God, please help those like myself who are in 34 degree weather below zero. There is a cold front here in MN and everything is closed. The only one working is my sick mother with stage 4 cancer. Watch over her lord. She loves to work, and it seems to be what is keeping her alive.
I have been back here in MN for two days now, and it is the most harsh weather seen yet this year. I have on my schedule to visit a few close friends in upcoming days. So prayerfully it will warm up.

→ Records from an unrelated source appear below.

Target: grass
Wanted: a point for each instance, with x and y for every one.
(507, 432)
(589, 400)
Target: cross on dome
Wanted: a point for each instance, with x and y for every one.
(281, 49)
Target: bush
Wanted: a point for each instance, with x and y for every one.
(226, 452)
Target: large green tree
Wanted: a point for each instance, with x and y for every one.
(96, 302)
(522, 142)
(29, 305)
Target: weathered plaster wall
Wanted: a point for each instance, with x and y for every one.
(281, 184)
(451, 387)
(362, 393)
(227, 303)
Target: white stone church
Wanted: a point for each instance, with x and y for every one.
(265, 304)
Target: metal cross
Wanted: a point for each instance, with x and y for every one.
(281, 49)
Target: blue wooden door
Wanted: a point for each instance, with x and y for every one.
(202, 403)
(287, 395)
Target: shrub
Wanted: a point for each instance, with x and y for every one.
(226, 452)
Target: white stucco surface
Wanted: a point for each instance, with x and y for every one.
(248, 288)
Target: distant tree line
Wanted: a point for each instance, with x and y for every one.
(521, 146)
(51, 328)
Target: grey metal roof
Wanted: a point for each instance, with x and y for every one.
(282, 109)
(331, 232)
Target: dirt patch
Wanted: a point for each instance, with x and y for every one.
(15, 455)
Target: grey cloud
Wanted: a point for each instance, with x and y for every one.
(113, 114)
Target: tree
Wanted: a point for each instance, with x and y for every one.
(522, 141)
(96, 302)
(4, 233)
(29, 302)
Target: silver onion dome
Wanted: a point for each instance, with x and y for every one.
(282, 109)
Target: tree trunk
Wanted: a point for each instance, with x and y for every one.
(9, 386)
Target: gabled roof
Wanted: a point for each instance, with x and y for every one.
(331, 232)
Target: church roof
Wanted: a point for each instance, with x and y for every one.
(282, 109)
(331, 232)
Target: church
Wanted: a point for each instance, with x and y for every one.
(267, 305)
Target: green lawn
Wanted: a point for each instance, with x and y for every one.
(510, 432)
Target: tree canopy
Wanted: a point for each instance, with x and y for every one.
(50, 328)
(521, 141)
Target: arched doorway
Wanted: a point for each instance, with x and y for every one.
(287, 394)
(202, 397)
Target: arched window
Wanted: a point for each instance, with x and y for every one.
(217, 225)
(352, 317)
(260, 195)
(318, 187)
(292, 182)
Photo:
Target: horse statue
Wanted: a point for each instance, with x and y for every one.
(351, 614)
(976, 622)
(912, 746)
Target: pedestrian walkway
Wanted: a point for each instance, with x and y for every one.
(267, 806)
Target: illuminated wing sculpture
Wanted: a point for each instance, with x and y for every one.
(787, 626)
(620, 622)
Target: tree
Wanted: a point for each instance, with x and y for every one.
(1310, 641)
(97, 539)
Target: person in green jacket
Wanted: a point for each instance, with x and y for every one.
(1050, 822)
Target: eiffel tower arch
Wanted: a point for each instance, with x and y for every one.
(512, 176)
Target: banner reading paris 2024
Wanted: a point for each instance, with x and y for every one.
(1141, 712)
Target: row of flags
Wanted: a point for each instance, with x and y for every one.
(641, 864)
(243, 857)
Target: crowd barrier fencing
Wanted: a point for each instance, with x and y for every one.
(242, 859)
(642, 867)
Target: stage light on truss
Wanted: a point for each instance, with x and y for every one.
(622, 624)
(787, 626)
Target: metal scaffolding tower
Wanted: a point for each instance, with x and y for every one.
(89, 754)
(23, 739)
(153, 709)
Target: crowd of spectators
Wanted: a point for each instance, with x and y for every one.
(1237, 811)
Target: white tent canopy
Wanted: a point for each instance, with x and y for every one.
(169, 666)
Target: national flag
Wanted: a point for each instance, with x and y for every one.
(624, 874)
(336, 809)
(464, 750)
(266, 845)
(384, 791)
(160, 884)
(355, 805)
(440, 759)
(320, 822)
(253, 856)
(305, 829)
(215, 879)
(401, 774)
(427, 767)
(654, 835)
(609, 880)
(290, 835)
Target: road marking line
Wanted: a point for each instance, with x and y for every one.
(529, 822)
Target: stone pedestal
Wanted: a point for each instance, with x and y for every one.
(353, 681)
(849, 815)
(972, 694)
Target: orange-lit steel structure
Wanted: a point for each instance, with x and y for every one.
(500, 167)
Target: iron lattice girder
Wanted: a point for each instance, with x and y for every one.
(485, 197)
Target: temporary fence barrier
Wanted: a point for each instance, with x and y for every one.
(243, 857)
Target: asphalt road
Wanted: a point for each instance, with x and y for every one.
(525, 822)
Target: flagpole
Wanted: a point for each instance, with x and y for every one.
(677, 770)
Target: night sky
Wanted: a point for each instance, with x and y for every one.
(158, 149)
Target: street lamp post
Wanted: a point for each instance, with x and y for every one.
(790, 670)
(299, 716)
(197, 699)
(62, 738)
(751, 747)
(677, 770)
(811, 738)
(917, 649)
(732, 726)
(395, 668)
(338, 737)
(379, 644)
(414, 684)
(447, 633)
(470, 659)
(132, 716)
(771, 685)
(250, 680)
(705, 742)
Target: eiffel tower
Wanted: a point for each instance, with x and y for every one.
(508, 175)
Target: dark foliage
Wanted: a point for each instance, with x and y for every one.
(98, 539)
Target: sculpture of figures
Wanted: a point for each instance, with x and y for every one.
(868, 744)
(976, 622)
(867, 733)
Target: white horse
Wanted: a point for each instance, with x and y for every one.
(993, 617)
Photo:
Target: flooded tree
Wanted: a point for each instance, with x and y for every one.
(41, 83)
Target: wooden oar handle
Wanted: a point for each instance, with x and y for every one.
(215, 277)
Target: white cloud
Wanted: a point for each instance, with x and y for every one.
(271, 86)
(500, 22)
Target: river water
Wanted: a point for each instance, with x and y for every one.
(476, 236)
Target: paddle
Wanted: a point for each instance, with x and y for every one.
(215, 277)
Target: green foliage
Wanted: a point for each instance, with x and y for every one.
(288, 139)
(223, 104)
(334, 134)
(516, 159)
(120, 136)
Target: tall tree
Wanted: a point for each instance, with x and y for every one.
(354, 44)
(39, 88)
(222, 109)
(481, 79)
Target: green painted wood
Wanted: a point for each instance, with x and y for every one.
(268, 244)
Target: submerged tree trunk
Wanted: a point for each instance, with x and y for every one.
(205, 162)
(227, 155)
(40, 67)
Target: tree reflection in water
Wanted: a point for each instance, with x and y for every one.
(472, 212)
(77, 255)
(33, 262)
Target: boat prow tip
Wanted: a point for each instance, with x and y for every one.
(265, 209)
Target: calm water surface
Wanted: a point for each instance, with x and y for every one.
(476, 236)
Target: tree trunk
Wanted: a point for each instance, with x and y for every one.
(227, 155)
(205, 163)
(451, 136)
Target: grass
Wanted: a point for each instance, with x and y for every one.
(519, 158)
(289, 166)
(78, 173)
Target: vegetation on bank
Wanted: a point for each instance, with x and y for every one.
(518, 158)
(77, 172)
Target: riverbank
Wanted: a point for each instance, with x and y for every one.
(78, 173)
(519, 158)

I have been feeling pretty good physically lately. A lot of prayer, meditation, and just plain old relaxing has helped keep me in the zone. That and a lot walking. Part of my exercise has included going out and finding recycling. Yes, I collect cans for some side change. Being poor has made me identify the simple things I love. Like what I love to eat.
I have come to terms with the fact that I am a person meant to be single too, either because I am too ugly or just not compatable.
It seems like everytime I have had a women in my lifeand had close relations it has set me back so I need to be aware of this. The goals I have in mind are strict goals and not everyone can bare the journey. I have many close girl friends who I confide in, and they help keep me on the right track of being single.
My goals and aspirations are to be the best at something. To carve out my market niche, and leave my foot print in the sand. For example, I have been putting out artwork under an alias name as a fun hobby. Who knows what may transpire.